When evaluating experimental results, you have to understand the techniques used to get them. Here is a summary of three ways neuroscientists learn about the brain.
Lesions - Lesions are probably the earliest way people learned about the brain. Injuries to certain brain regions allowed scientists to draw conclusions about the region's function. Some fascinating case studies include Phineas Gage and HM.
1. Lesions make a strong case for arguing a causal relationship between a region and a function. For example, if you can't form new memories after the hippocampus gets destroyed, then the hippocampus was probably involved in memory formation.
1.Lack of control/precision: For obvious reasons, ethical scientists can't conduct lesion experiments in humans. We only learn from lesions when they occur by chance in a relevant region. Because lesions don't happen for the convenience of neuroscientists, they are often messy and cover multiple brain regions, making it hard to make precise conclusions.
Electroencephalography (EEG) - In this technique, electrodes are placed on a participant's scalp to measure the electric fields produced by neural activity as the he performs different tasks.

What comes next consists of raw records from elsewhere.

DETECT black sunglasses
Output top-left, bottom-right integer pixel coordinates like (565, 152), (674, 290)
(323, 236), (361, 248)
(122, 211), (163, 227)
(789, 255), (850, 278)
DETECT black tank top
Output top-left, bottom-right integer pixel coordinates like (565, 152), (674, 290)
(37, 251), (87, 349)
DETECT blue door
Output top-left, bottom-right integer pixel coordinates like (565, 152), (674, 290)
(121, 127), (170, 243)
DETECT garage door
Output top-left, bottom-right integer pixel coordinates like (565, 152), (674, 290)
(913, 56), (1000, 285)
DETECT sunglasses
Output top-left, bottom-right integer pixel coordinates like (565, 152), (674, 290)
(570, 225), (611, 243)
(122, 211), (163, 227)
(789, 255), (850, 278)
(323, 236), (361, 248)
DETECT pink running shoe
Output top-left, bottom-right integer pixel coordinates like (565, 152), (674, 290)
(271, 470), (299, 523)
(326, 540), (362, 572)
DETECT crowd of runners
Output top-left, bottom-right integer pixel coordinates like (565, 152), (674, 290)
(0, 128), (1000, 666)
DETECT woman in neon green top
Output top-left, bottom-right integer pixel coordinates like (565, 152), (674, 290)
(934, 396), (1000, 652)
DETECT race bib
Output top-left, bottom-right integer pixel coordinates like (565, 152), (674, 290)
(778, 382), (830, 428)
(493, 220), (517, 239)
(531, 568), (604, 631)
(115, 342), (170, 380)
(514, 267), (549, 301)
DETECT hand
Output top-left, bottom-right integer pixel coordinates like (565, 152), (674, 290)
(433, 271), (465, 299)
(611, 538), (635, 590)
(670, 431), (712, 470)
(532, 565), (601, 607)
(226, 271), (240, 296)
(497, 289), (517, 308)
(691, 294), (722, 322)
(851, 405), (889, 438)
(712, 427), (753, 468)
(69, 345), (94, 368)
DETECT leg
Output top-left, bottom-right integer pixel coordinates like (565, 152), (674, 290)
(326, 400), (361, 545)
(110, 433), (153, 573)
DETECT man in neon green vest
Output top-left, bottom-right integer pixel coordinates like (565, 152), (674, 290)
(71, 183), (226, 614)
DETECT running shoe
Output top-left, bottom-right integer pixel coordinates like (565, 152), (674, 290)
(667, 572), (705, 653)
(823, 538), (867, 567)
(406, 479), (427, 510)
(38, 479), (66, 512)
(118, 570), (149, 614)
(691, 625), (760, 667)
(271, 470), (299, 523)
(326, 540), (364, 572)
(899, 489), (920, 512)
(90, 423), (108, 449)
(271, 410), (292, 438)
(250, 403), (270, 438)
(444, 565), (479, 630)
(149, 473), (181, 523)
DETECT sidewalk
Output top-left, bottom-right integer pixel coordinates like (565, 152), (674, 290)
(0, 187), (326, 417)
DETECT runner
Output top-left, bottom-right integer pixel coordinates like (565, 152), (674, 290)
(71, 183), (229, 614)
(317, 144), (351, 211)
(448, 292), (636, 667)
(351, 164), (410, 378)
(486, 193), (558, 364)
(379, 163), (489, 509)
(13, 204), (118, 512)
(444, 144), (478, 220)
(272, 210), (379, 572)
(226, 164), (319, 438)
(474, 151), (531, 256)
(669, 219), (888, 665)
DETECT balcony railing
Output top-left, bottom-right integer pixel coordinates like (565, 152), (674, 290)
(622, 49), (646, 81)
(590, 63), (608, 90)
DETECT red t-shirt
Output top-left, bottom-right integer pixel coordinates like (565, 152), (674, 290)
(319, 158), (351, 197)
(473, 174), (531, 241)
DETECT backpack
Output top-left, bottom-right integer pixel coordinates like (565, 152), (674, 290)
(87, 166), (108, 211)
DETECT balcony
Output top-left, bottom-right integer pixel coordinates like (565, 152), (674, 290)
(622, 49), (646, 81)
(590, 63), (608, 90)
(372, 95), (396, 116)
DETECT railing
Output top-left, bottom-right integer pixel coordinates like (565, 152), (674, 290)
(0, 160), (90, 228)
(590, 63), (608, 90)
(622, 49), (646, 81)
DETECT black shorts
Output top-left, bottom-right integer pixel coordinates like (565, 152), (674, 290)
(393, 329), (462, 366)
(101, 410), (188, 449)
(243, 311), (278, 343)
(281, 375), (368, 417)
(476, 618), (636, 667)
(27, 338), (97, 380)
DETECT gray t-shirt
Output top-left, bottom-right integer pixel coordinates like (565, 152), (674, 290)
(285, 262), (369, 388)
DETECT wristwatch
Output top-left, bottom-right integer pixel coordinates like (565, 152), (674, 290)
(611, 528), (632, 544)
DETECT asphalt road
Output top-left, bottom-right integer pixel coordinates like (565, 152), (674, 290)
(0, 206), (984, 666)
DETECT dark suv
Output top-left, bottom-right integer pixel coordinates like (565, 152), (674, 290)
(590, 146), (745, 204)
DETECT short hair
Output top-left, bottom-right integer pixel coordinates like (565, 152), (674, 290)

1. EEG is a direct measure of neural activity (as opposed to fMRI, described next).
2. EEG has very good temporal resolution (It can detect fast activity on the millisecond scale.)
3. EEG is non-invasive, so we can perform EEG experiments on volunteers without causing them harm.
1. Bad spatial resolution. While there are algorithms to compute the source of an EEG signal, it is mathematically impossible to calculate for certain what part of the brain a signal is coming from based only on readings from scalp electrodes. In other words, with EEG you can tell when something is happening in the brain, but have a very fuzzy idea of where.
2. EEG is a correlational measure, so it's harder to establish causality. For example, if you get a pattern of activity when someone is speaking, the activity might be due to speech processing. However, the activity could also be due to something else that is happening at the same time (listening to your own voice, for example).
Functional Magnetic Resonance Imaging (fMRI) - Most of the brain imaging techniques reported in the news, in which the brain "lights up", are fMRI studies. fMRI uses an MRI machine to measure blood flow to the brain as participants perform different tasks.
1. fMRI has pretty good spatial resolution. You can pinpoint things down to the millimeter range. This is currently the best we can do in humans without opening up the skull.
2. fMRI is noninvasive, like EEG. Also, unlike PET or CT scans, fMRI doesn't require radioactive substances.
1. fMRI is an indirect measure. This technique measures blood flow, not neural activity. We can use blood flow as an indicator of neural activity because neurons require more oxygen and glucose as they fire. The cardiovascular system therefore sends more blood to active brain regions. However, the exact nature of the connection between neural activity and blood flow is still an active area of investigation.
2. Like EEG, fMRI is a correlational measure.
3. fMRI has bad temporal resolution. Activation is averaged over windows of roughly 2 seconds. This is many orders of magnitude longer than the actual timescale of neurons. Thus, we lose a lot of information.